Even if the change that GameStop means is not a risk to the financial system, it could encourage regulators to look for new rules, especially given the concerns of lawmakers who have already asked the SEC and others to resolve the situation. Sen. Elizabeth Warren, a Massachusetts Democrat, sent a letter to the SEC last week demanding that she respond with an explanation of how the agency will address market distortions.

“The commission should review recent market activities that affect GameStop and other companies and act to ensure that markets reflect real value, rather than the highly leveraged bets of wealthy traders or those who seek to inflict financial damage on those traders,” wrote Warren.

Securities lawyers said that much of the response will depend on what regulators determine that drove market volatility around GameStop, including the role that retail investors played, whether there was any market manipulation and whether there was adequate disclosure. by market participants – like Robinhood – who facilitated trading.

When it comes to market manipulation, James Angel, a professor of finance at McDonough School of Business at Georgetown University, said he expects the SEC to focus on the role, if any, of major investors like hedge funds in the movement of shares, as well as whether any high-frequency trading strategies have exacerbated the peak.

Angel said it is possible for high-frequency traders to engage in a strategy known as momentum ignition, which involves starting a series of trades with the intention of initiating a rapid movement in the price of a share.

“Any kind of order ignition negotiation designed to manipulate prices is the kind of thing we want them to investigate,” he said.

The role that retail investors have played will be more difficult to address. Many of the small investors who raised the GameStop price did so to “squeeze” hedge funds that bet on falling stock prices. They communicated their motivations in public, on chat forums and social media, did not hide their intention to harm investors on the other side of the deal and often boasted about losing money.

Barbara Roper, director of investor protection at the Consumer Federation of America, said policing this type of behavior will be more difficult for the SEC

“We are better at regulating professional market participants than finding out what to do when the investor population itself is driving this,” said Roper.

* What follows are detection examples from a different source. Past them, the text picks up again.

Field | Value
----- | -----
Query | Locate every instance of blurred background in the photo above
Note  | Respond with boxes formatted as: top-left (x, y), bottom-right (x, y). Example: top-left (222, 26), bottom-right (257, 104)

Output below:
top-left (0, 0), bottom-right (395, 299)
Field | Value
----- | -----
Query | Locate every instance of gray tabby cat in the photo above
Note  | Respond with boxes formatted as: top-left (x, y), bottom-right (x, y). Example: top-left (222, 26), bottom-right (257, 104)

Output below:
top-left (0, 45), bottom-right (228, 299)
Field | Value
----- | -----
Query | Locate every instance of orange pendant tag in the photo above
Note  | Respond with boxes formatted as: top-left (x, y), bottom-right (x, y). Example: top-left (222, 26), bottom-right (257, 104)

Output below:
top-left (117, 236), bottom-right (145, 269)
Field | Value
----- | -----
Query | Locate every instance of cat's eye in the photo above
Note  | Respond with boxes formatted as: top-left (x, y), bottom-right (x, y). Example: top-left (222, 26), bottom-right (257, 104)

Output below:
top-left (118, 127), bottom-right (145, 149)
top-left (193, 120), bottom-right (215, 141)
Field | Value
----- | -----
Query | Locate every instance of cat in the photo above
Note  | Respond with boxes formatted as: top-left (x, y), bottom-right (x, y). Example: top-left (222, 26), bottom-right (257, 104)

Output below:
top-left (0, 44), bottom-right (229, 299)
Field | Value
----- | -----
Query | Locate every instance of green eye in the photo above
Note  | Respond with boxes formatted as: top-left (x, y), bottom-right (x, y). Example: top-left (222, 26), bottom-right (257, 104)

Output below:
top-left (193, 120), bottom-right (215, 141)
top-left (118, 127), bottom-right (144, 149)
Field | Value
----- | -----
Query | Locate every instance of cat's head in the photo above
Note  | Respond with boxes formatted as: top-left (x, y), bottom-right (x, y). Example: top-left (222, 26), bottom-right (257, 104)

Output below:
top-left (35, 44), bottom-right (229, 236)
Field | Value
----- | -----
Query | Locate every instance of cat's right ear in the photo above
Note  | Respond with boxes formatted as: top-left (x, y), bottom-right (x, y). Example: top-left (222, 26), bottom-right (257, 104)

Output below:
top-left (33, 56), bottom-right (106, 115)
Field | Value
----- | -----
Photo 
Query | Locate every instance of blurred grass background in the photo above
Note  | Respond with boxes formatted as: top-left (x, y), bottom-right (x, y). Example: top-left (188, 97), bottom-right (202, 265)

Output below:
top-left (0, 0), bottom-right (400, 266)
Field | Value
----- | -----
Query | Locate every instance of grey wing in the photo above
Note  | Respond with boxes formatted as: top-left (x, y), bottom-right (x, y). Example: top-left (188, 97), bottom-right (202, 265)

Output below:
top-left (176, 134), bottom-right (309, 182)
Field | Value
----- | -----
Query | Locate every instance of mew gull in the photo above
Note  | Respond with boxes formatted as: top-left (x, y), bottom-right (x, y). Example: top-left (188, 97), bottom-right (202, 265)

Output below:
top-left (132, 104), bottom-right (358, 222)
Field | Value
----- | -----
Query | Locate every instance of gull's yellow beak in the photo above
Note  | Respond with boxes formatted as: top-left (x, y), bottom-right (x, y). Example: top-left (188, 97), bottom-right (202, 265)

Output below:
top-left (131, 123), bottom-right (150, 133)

The SEC is likely to focus on Robinhood and other technology platforms that made the investment possible, including allowing investors to trade options – a financial product that appears to have exacerbated some of GameStop’s huge price swings. Options are essentially contracts that give the buyer the right to buy or sell a stock at a certain price at some point in the future. Such trading can be risky and disruptive, say market experts.

“The options trading rules are late for review,” said Roper. “It is assumed that there are safeguards that limit options trading to more sophisticated traders or, at least, make sure that investors understand the risks.

Instead, Robinhood and other platforms allowed any investor to buy options with the push of a button.

“The SEC is going to need a chance. My problem is that the problem is largely a problem of leverage and that leverage comes from trading options instead of individual stocks, “said James Cox, professor of securities at Duke University School of Law.” We may really need to think about whether there needs to be a limit to how many options a person can have and is able to execute. ”

[Read more about how options trading might be fueling a stock market bubble.]

In addition to the risks of options trading, the SEC can also focus on whether any of the incentives and marketing that attracted investors to new financial technology platforms has been misleading. Many companies, including Robinhood, have praised the “no-commission” investment, which many investors may have misinterpreted, said Dennis Kelleher, president of Better Markets.

“The reason why many of these people are in the trade arena is that they were induced to do so by a misleading claim that trade is ‘free’ and now many of them think that free money is falling everywhere,” said the Mr. Kelleher said. “The SEC must take the position that anyone who claims directly or indirectly that trading is free is false and misleading to a reasonable investor.”